Sebuah rantai informasi tanpa ujung yang bisa bikin pemain merasa seperti sedang ikut kuliah:
“Pengantar Ilmu Politik Eropa 1450–1800, 4 SKS.”
Sistem pemerintahan saja punya beberapa elemen seperti:
- monarki vs republik vs teokrasi,
- legitimacy,
- absolutism,
- succession law,
- administrative ability,
- military ability,
- diplomatic ability.
Dan itu baru satu menu.
Belum masuk ekonomi yang punya:
- pajak provinsi,
- produksi barang,
- nilai perdagangan global,
- stabilitas nasional,
- inflasi negara.
Tidak heran jika banyak pemain baru langsung menyerah sebelum sempat menikmati game-nya.
Tantangan Memahami Game Ini Justru Jadi Magnet
Hal yang unik dari Europa Universalis 5 adalah… meskipun melelahkan, kita tetap ingin kembali memainkannya.

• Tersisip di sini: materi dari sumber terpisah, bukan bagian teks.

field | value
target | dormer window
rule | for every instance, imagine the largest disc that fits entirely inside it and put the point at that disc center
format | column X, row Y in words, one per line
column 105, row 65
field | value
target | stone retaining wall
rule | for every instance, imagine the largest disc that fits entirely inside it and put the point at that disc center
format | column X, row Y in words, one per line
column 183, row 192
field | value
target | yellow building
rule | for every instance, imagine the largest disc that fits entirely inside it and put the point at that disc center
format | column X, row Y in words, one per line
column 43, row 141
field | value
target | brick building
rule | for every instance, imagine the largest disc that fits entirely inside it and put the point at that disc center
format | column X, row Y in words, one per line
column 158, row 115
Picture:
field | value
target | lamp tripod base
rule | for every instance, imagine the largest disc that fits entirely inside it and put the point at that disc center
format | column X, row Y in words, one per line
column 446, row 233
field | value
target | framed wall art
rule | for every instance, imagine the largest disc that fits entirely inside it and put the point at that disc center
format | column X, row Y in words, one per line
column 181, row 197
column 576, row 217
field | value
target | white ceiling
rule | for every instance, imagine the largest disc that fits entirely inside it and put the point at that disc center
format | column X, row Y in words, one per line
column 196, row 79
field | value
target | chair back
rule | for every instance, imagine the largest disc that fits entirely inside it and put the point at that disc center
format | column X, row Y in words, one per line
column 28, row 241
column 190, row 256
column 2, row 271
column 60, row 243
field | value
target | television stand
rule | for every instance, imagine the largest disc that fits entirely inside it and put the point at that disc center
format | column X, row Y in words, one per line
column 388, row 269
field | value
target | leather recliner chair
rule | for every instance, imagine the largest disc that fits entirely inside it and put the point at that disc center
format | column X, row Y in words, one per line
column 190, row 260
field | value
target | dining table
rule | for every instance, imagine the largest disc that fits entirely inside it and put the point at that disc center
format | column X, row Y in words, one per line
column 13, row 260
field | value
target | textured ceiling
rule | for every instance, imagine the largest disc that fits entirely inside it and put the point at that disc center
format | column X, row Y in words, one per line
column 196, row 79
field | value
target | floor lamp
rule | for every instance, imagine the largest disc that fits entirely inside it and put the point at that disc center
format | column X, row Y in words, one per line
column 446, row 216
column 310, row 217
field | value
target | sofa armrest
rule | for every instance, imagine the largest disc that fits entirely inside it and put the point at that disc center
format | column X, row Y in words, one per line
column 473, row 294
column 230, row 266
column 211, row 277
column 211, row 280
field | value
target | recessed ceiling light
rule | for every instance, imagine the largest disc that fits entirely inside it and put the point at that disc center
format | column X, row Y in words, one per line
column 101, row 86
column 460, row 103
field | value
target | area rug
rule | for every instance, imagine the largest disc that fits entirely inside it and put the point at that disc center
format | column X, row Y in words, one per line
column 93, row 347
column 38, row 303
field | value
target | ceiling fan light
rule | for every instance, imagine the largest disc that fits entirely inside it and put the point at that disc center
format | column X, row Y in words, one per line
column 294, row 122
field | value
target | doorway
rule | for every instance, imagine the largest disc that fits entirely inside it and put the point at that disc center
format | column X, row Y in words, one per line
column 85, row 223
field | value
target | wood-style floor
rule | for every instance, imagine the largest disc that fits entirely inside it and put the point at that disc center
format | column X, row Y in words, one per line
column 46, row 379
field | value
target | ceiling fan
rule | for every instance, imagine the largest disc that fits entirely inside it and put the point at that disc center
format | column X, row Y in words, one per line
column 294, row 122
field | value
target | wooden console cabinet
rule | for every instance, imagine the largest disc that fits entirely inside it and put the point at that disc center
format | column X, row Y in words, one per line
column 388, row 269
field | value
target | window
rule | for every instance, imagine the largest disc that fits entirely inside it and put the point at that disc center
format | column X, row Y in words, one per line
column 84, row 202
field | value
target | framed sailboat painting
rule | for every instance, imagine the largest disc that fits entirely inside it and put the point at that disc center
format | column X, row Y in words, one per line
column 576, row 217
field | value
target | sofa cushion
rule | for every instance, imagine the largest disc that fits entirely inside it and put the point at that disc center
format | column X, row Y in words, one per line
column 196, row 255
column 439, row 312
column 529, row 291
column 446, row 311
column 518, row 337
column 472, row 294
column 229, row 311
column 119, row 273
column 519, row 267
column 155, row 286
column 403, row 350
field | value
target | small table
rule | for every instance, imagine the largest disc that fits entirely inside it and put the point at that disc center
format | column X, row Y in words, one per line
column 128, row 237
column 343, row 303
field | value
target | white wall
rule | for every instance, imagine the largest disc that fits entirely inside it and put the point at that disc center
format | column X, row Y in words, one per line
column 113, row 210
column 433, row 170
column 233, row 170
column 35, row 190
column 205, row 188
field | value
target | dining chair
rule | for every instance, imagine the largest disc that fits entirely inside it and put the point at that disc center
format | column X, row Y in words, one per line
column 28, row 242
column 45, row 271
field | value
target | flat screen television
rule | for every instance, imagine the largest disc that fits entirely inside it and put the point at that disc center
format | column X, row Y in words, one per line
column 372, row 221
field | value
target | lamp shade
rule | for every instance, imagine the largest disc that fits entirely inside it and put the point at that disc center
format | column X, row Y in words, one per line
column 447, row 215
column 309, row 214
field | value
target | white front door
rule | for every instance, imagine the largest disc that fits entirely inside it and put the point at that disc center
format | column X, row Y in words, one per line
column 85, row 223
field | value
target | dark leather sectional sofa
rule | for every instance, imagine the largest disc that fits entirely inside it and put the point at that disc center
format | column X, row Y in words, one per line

Ada sesuatu yang membuat game ini sulit ditinggalkan:
- rasa ingin menaklukkan sistemnya,
- penasaran memulai kerajaan baru,
- mencoba strategi beda,
- atau sekadar ingin melihat kerajaan kecil tumbuh jadi kekuatan dunia.
Europa Universalis 5 menawarkan sensasi menjadi penguasa sejati – bukan penguasa karbitan, tapi pemimpin yang harus mempertahankan stabilitas negara dari berbagai faktor:
- pemberontakan
- inflasi
- perang yang tidak masuk akal
- kutukan koalisi negara musuh
- bencana ekonomi
- hingga beda budaya antar provinsi
Setiap keputusan terasa penting.
Dan setiap kemenangan terasa seperti pencapaian besar.
Itulah pesona game Paradox.
Masalah Lama Paradox yang Belum Hilang
Paradox memiliki ciri khas dalam game-gamenya:
- UI penuh informasi
- kurva pembelajaran setinggi Everest
- mekanik saling terhubung
- tutorial yang panjang (atau malah minim)
- dan segudang istilah yang membingungkan
Seri-seri Paradox lain juga punya masalah yang sama:
- Crusader Kings 3: drama keluarga yang indah tapi kompleks
- Victoria 3: ekonomi paling rumit sepanjang sejarah game
- Hearts of Iron 4: strategi perang global yang melelahkan
- Europa Universalis 4: legenda sekaligus musuh bagi pemula
Satu-satunya seri yang relatif lebih ramah adalah Stellaris.
Mungkin karena fokusnya di luar angkasa – lebih bebas, lebih eksploratif, dan tidak terlalu terjebak pada istilah sejarah seperti pajak atau pewarisan tahta.
Siapa yang Cocok Memainkan Game Ini?
Europa Universalis 5 bukan game untuk semua orang.
Game ini cocok untuk:
- pecinta sejarah,
- pecinta analisis data dan statistik,
- pemain yang suka bermain berjam-jam,
- pemain yang menikmati proses mempelajari hal baru,
- gamers yang suka tantangan ekstra berat,
- mereka yang rela membaca banyak tutorial.
Namun, tidak cocok untuk kamu yang:
- ingin game cepat dan langsung aksi,
- tidak suka membaca,
- mudah bosan,
- ingin game yang simpel,
- ingin bermain sambil santai.
Untuk menikmati game ini, kamu membutuhkan:
- kesabaran,
- fokus tinggi,
- pola pikir analitis,
- dan kadang… secangkir kopi ekstra.
Europa Universalis 5 adalah game strategi yang luar biasa ambisius. Ini adalah simulasi sejarah yang penuh kedalaman, detail, dan keputusan strategis yang kompleks.
Namun di balik kecantikannya, game ini tetap mempertahankan ciri khas Paradox: kompleks, padat informasi, dan melelahkan untuk dipahami.
Untuk pemain yang mencintai strategi tingkat tinggi, game ini adalah surga. Untuk pemain kasual, game ini mungkin terasa seperti pil tidur digital.
Europa Universalis 5 bukan sekadar game – ini adalah perjalanan panjang, menuntut, dan intens.
Kalau kamu punya kesabaran besi, dunia ini siap kamu kuasai.